Kutsal emanetin muhatabı insan
İnsanın sorumluluğunu ifade eden diğer bir kavram ise emanettir. Ruhlar âleminde Rabbine söz veren insan, O’nun emanetini yüklenmeyi kabul etmiştir. Bu olay Kur’an-ı Kerim’de temsili bir anlatımla şöyle resmedilir: “Biz emaneti göklere, yerküreye ve dağlara teklif ettik, ama onlar bunu yüklenmek istemediler, ondan korktular ve onu insan yüklendi. Kuşkusuz insan çok zalim, çok bilgisizdir.” (Ahzâb, 33/72)
Peki, bu kadar önemli ve ağır bir sorumluluk olan emanet kelimesiyle Rabbimiz neyi kast etmektedir? Emanet kelimesinin anlamı üzerinden düşünecek olursak, emanet, korkunun gitmesi ve insanın korunma konusunda güven ve gönül rahatlığı içinde olması anlamına gelir. Yani korunması, güven ve emniyet içinde olması gereken şeydir emanet. Rabbimizin bizden korunmasını istediği emanet ise, insanın bedenî, ruhi, dinî, ahlaki bütün yükümlülükleridir. İnsan bu emaneti yüklenmekle kendine, Rabbine, insanlara ve çevresinde bulunan varlıklara karşı birtakım sorumlulukları olduğunu kabul etmiş olmaktadır.

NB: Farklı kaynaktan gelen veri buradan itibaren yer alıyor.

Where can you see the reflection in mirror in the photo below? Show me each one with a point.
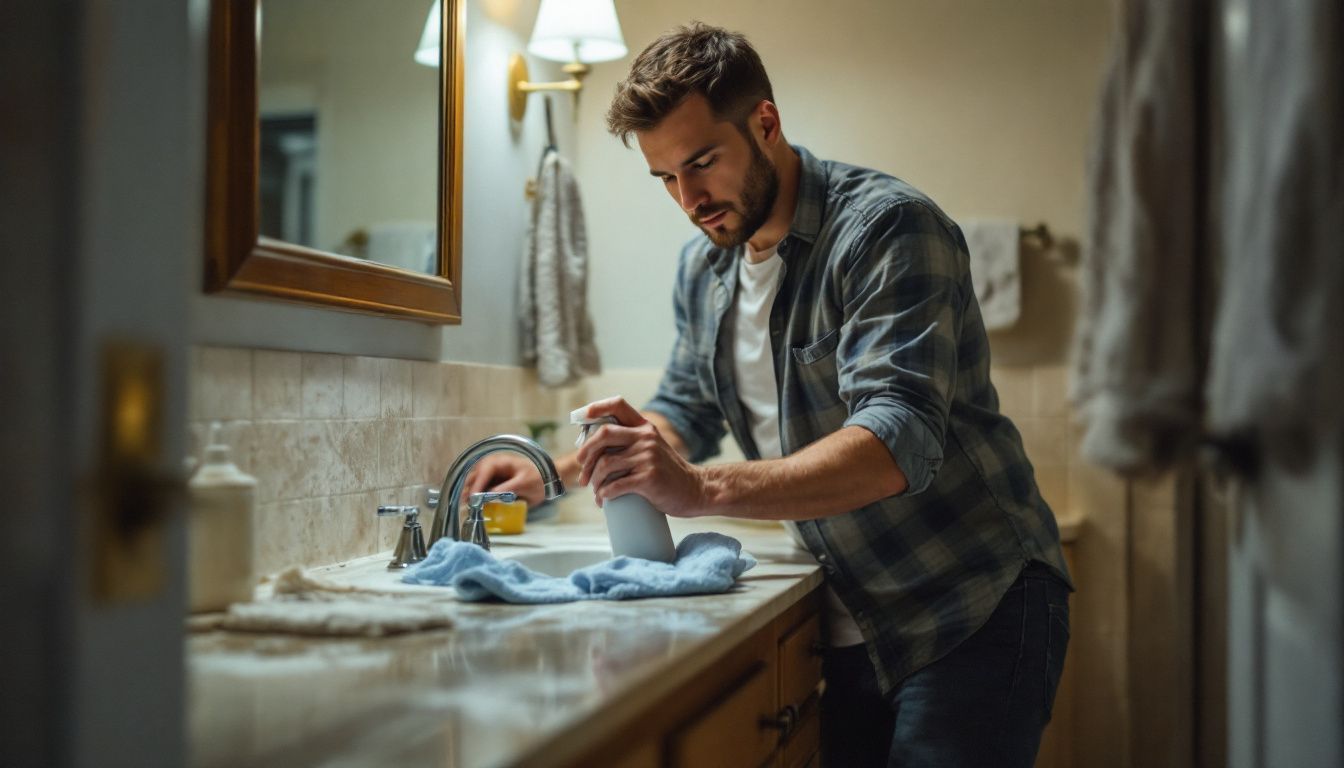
(348, 129)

Yüce Allah, bu ayet-i kerime ile emanetin büyüklüğüne ve insanın onu neden yüklendiğine dikkat çekmektedir. Temsili bir şekilde anlatılan bu olayda yerler, gökler ve dağların emanet sorumluluğunu yüklenecek kabiliyette olmadığı vurgulanmıştır. Her ne kadar bunlar insandan daha güçlü ve dayanıklı görünseler de emanet onların taşıyamayacağı kadar ağır ve önemlidir. Bu büyük ve önemli emaneti taşımayı insan kabul etmiştir. Çünkü insan bir taraftan bunu yüklenecek kabiliyet ve yetenektedir, diğer taraftan ise neyi yüklendiğinin farkında değildir. Bu yüzden emaneti hakkıyla taşımada başarılı olamamaktadır. Ancak sahip olduğu kabiliyetlerle gayret etmesi hâlinde emanetin hakkını verebilir. Onun hakkını yerine getirmemek ise büyük bir zulümdür.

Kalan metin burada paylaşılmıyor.